Fikadu Nugusu, Madda Walabu University
The majority of new born deaths occur at home where few families recognize signs of newborn illness. Thus, this study was intended to assess the level of knowledge and health care seeking behavior about neonatal danger signs and associated factors among mothers in Gasera district, Ethiopia. Community based cross sectional study design was conducted from March 12 to April 10, 2017 using a quantitative method supplemented with a qualitative method. Multistage stratified sampling method used to select 501 study participants for the quantitative stage, whereas a purposive sampling method was used for the qualitative part. Logistic regression techniques along with thematic qualitative data analysis was used. The proportion of mothers who had knowledge of neonatal danger signs was found to be 26.0%. The odds of having good knowledge was associated with husband’s formal education, birth preparedness, health extension workers home to home visit, receiving family health booklet.

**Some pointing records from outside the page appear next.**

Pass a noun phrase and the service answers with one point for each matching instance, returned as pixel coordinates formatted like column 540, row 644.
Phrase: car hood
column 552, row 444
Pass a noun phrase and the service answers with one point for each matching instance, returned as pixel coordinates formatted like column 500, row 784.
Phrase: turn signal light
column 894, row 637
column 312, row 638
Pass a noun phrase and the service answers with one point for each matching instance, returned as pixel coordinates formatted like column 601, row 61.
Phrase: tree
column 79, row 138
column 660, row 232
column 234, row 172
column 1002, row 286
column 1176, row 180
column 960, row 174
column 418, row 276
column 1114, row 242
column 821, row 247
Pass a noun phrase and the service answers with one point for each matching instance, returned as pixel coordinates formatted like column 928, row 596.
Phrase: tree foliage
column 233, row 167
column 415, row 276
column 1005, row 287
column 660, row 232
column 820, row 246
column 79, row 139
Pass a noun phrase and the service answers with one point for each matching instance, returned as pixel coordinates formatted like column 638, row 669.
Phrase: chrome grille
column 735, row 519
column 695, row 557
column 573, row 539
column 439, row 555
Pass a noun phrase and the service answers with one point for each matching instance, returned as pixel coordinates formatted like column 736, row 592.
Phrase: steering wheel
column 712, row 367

About 182(55.8%) of mothers sought medical treatment for their newborn. Likewise, the odds of having good health care seeking behavior for neonatal illness was associated with maternal knowledge of danger signs, family income, postnatal care follow up, and receiving a family health card. Therefore, intervention modalities focusing on increasing access to postnatal care services, provision, and use of an integrated family health booklet for health information, and health extension workers home to home visits were recommended.

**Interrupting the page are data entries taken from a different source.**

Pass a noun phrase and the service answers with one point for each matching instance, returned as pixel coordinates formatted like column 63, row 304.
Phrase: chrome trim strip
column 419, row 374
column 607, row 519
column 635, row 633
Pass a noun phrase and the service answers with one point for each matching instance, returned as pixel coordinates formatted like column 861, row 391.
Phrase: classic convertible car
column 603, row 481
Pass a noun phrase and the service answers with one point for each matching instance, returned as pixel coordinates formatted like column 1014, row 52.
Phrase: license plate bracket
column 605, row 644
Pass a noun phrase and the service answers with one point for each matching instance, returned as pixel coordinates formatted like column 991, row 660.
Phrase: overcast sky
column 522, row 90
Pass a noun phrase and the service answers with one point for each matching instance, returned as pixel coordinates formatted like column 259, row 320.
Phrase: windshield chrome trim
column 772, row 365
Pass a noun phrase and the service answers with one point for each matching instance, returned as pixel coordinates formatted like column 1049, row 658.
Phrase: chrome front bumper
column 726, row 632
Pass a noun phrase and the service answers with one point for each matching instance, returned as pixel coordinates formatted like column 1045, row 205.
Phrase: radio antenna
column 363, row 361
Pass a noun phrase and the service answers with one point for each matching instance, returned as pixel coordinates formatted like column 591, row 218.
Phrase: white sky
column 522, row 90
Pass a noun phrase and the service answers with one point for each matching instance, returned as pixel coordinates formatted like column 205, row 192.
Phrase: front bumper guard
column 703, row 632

Fikadu Nugusu is currently working at Madda Walabu University as lecturer of public health and has three years experience serving the community as public health practitioner at Dembel health center in Gasera district of Bale zone, Ethiopia. He has a Masters of Public Health (MPH) in General Public Health from Madda Walabu University and a BSc degree in Public Health Officer from Ambo University, Ethiopia. His research interests are to undertake public health research that encourages evidence-based interventions and policy especially among the vulnerable groups including children.